Le PNUD travaille activement avec les partenaires africains pour documenter et partager les leçons et les expériences tirées des initiatives transformatrices en faveur de l’émergence. L’étude de cas portant sur les réussites et les défis associés à la mise en œuvre de l’émergence dans treize pays, qui devrait être présentée à l’occasion de cette conférence, est un exemple édifiant de cet effort. En collaboration avec la Banque africaine de développement et la Banque mondiale, le PNUD envisage également d’étendre le partenariat pour l’émergence à d’autres partenaires multilatéraux et bilatéraux, ce qui pourrait contribuer à accélérer les progrès de l’émergence en Afrique.

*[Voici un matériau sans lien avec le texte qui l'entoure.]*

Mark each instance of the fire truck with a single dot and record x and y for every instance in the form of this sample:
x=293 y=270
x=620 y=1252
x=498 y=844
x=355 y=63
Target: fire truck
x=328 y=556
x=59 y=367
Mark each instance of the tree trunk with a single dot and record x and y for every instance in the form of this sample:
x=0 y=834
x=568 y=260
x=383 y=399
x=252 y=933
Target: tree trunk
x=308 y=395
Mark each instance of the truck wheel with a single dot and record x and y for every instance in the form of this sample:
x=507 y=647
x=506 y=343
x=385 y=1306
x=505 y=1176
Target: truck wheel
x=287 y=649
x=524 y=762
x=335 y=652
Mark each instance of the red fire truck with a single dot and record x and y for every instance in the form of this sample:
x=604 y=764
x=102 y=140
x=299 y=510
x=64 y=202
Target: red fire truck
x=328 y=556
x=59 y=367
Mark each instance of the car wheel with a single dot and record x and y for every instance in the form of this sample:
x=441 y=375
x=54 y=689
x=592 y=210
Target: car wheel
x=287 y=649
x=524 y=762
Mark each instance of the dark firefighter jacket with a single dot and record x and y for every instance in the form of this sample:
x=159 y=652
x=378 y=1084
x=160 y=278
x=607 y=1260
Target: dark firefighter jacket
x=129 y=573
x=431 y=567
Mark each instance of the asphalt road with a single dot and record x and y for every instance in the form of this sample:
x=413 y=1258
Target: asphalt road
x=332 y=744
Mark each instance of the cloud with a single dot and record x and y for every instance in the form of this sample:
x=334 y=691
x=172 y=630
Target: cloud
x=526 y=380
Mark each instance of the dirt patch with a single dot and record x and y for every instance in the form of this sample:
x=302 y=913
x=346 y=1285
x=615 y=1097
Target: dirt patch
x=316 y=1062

Au niveau des pays, le PNUD est déterminé à soutenir l’intégration des trois piliers de l’émergence dans les plans de développement nationaux et à aligner ses propres programmes sur ces piliers, sur les ODD et sur les plans de développement nationaux.

Conclusion

En conclusion, je voudrais souligner que la poursuite et la promotion de l’émergence agissent comme des accélérateurs du développement humain en Afrique et sont, à ce titre, essentielles pour réaliser le programme 2030 et l’Agenda 2063 sur le continent.

Soyez assurés de l’engagement indéfectible du PNUD à travailler avec tous les partenaires pour faire en sorte que l’émergence et ses avantages deviennent une réalité à l’échelle du continent.

Je vous souhaite une conférence très fructueuse.